For a franchisor, the sources of income are typically derived through a franchise fee, management fee, royalties, rebates and advertising fees. For this article, we will be discussing the question of confidential rebates and cost of goods sold to a franchisee.
“Approved Vendors.” Consistent quality goods, volume purchasing power, adherence to contractual agreements and conformance to industry standards and regulations. All good reasons to have approved vendors.
Suppliers will offer franchisors financial incentives (rebates) based on franchisee purchases. And often, franchisors include a clause that states a ”franchisee may only purchase supplies from the approved vendor list” and that “the franchisee agrees to give up any benefits of the volume buying power of the chain to the franchisor”.
A good franchisor understands their responsibility to their franchisees with respect to approved vendors. A good franchisor will disclose confidential rebates received and explain how they intend to apply them. A good franchisor also would not compel a franchisee to deal with approved vendors if they cannot show that this is absolutely necessary to protect the brand or delivers other benefits.
But what happens in real life? Here is a true story. Bill (not his real name) buys an existing coffee shop franchise. In the second month, he realizes he needs a new coffee brewer, so he gets a quote from the approved vendor. He is amazed at the very high price and decides to comparison shop, but there is no competition, since the approved vendor is also the sole distributor. So, he informs his franchisor that he would like to buy a different less expensive and superior machine. The franchisor flatly rejects his request and points him back to the approved vendor; no explanations. The sad franchisee accepts his fate and buys the approved machine. A few months go by, and the valves need to be changed and the other equipment needs to be checked. A service technician does ‘some work’ on the machines resulting in a fried circuit board. The angry franchisee asks the technician to fix it, but the technician blames the franchisee’s staff. To make things worse, the technician not only forced the owner to sign to authorize the work and make payment immediately. A few months later, the franchisee he needs basic maintenance on his expensive espresso machine so he calls Vendor B to fix it. Vendor B sadly informs him that they are not able to help him because the part they need can only be obtained from Vendor A, the approved vendor of the franchise! The moral of the story – don’t deal with a poor franchisor? Why does a franchisor approve and force upon the franchisees a vendor that provides poor service and overcharges? Why couldn’t the franchisor provide any justification for using that supplier? What financial arrangements were in place that caused the prices to be inflated? Did the franchisor receive rebates, or free servicing, or free machines?

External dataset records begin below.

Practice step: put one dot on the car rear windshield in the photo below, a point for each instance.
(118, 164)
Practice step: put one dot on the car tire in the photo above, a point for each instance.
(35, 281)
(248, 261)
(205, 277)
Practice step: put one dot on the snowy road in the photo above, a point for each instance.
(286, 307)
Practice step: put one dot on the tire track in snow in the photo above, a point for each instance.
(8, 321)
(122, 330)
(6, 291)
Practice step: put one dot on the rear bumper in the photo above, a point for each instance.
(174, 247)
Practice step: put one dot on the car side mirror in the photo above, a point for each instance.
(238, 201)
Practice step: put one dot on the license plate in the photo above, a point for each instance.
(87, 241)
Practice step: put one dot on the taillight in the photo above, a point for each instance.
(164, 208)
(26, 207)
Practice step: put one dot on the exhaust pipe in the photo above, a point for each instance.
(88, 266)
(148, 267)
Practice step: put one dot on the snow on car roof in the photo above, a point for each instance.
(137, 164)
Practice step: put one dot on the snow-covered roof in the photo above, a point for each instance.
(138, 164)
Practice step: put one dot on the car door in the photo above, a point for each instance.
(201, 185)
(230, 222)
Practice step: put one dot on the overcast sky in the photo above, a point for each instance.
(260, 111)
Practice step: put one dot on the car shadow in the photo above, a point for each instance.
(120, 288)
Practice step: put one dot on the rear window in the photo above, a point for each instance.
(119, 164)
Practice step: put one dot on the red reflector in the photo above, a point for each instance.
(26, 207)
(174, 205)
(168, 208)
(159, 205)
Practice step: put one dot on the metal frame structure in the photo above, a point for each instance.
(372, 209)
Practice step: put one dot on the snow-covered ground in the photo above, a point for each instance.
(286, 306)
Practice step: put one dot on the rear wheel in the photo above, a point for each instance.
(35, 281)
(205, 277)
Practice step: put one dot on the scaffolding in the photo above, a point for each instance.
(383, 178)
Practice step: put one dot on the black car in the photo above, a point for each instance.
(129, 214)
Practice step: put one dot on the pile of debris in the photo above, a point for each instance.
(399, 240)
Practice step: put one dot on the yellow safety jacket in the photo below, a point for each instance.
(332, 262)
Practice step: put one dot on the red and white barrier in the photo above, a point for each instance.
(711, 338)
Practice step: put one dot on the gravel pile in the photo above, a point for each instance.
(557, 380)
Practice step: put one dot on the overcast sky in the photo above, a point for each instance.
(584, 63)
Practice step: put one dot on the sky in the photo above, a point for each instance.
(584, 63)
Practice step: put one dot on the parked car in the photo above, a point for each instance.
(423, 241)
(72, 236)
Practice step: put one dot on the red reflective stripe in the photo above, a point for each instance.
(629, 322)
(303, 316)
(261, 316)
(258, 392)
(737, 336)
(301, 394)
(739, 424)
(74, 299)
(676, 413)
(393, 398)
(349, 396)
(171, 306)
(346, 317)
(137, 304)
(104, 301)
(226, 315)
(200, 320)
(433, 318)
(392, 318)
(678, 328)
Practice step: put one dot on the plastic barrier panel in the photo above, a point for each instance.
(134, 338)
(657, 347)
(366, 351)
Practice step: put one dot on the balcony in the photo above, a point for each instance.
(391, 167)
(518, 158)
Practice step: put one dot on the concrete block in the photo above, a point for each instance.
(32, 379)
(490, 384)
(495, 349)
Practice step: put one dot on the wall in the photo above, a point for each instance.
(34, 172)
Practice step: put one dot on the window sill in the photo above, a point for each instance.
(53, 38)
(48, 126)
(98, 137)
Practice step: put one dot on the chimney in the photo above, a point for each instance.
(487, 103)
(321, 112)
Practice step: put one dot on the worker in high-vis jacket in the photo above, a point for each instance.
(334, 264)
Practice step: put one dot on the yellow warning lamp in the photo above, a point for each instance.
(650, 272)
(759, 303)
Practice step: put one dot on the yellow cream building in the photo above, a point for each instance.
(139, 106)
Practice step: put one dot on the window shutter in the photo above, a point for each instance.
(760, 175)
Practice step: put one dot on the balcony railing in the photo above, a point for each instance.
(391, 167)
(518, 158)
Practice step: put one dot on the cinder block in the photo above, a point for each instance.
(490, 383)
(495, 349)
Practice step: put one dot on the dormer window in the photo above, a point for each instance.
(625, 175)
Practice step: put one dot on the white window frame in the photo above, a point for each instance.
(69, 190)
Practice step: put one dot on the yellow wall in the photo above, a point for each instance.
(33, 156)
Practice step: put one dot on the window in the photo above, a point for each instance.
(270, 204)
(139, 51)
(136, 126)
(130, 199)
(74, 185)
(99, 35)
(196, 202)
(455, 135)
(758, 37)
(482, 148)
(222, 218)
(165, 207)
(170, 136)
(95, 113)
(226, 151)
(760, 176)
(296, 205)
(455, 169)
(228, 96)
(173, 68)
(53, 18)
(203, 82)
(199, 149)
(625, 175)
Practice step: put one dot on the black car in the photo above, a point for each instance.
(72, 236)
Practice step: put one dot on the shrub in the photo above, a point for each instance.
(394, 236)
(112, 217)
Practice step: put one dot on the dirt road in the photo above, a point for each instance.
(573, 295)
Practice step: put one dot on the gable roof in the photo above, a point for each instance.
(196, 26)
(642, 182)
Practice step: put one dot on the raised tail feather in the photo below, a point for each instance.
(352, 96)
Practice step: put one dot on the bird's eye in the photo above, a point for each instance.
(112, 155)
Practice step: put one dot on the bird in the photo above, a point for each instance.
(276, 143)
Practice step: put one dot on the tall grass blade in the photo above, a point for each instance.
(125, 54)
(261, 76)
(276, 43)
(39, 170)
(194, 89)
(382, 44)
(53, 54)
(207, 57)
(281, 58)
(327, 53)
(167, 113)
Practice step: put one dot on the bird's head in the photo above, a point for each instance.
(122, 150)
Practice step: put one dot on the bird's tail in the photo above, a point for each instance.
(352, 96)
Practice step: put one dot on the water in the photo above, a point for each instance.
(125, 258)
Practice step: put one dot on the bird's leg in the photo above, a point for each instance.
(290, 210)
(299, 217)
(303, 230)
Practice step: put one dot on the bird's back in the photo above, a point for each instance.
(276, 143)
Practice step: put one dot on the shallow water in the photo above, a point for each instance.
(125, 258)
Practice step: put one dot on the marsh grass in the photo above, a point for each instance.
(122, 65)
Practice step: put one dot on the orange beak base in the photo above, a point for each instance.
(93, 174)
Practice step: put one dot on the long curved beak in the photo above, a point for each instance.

A great franchisor would share the confidential rebates with their franchisees or allocate those payments received to mutually agreed projects. Sadly, in B.C., we have no such legislation that compels franchisors to do the right thing for their franchisees. It is no wonder so many coffee shop franchisees have pained looks on their faces when you mention “approved vendors”.
The VCSFA recommends all potential buyers steer clear from a franchisor that promotes business practices that force the franchisees to accept approved vendors that do not supply clear demonstrated benefits: better/faster service for the same price as the competition, lower pricing, superior products, etc. Ask what existing franchisees pay for their core supplies (milk, coffee, bottled drinks, sandwiches, etc) against an independent cafe. If the franchisor avoids talking about this, or even acknowledging that they receive rebates, then run away. The franchisor is receiving a financial benefit, and they don’t want you to know. And if you cannot trust the franchisor on the most basic questions, how can you trust them with the more complicated questions?
And a last thought: what happens when a franchisor decides to make money on approved vendors that do not relate to supplies? What if a franchisor wants to be the SOLE supplier of EVERYTHING related to the franchisee operation: renovations, equipment, supplies. And naturally, make money on each of those aspects?